La aerolínea Delta Air Lines confirmó este viernes su previsión de beneficios para 2026 tras presentar unos resultados trimestrales mejores de lo esperado, y adelantó que repercutirá a los clientes cerca del 100% del aumento de los costos del combustible durante este trimestre, frente al 60% actual.
La aerolínea reportó unos ingresos operativos récord de US$19,757 millones, un 19% más interanual, y un beneficio neto de US$1,604 millones, un 25% menos que en el mismo trimestre del año anterior, equivalente a US$2.44 por acción, por el impacto del mayor gasto en combustible.
“Hemos logrado un beneficio antes de impuestos de US$1,400 millones, a pesar de haber asumido el mayor gasto trimestral en combustible de nuestra historia.

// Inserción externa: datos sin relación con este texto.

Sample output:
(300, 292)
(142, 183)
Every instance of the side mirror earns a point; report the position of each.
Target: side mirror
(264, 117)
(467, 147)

Esto refleja una gran fortaleza de la demanda”, afirmó en un comunicado el consejero delegado, Ed Bastian.
En una entrevista con CNBC, Bastian explicó que Delta está trasladando alrededor del 60% del aumento de los costes del combustible a los consumidores, pero que esa cifra se acercará al 100% durante este trimestre.
También indicó que confía en que los precios de los billetes se mantengan firmes pese a la reciente volatilidad en los precios del combustible, cuyo coste para Delta aumentó cerca de un 75% interanual en el trimestre.
“Creo que es sostenible”, dijo el ejecutivo, y agregó que espera que ese impulso se mantenga durante la segunda mitad del año, “con márgenes de dos dígitos y una recuperación del crecimiento de los beneficios”.
“Para el conjunto del año, confirmamos la previsión establecida a principios de ejercicio de aumentar los beneficios un 20%, superando el impacto negativo de miles de millones de dólares derivado del coste del combustible. Esto refuerza la solidez de Delta y nos sitúa en una posición favorable para mantener este impulso hasta 2027”, concluyó.
Según la Asociación Internacional de Transporte Aéreo (IATA), el precio medio global del combustible de aviación alcanzó US$188 por barril en abril, frente a unos US$96 en noviembre de 2025, tras el repunte de las tensiones entre Irán y EEUU y la incertidumbre sobre el tráfico en el estrecho de Ormuz.